A expressiva alta da renda em 2023 reduziu a pobreza extrema no Brasil ao seu nível mais baixo da série histórica, a 8,3% da população. O país terminou o ano passado com 16,8 milhões de pessoas vivendo com rendimentos médios mensais abaixo de R$ 300. Apesar da queda, isso equivale praticamente a um Chile.

O cálculo é do economista Marcelo Neri, diretor do Centro de Políticas Sociais da Fundação Getulio Vargas, a partir da PnadC do IBGE. Os dados mais antigos sobre o tema são de 1976.

Em relação a 2022, 2,5 milhões de indivíduos ultrapassaram a linha dos R$ 300, numa combinação de mais transferências pelo Bolsa Família, aumento da renda do trabalho e queda do desemprego. A grande dúvida é se o movimento —e mesmo o novo patamar— seja sustentável.

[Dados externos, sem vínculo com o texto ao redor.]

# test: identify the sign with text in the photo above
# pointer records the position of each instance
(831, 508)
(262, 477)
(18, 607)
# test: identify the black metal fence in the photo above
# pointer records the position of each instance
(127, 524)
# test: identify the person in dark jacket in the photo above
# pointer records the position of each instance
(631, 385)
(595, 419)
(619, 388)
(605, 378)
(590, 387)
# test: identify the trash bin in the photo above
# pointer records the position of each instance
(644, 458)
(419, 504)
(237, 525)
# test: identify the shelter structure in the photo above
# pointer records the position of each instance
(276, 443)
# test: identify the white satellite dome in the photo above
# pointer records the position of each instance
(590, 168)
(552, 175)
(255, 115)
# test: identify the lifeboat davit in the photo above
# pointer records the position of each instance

A PnadC de 2023 mostrou que os rendimentos dos brasileiros subiram 11,5% em relação a 2022. Todas as classes de renda (dos 10% mais pobres ao decil mais rico) tiveram expressivos ganhos; e o maior deles deu-se para os 5% mais pobres (38,5%), beneficiados pelo grande aumento do Bolsa Família —que passou por forte expansão nos últimos anos.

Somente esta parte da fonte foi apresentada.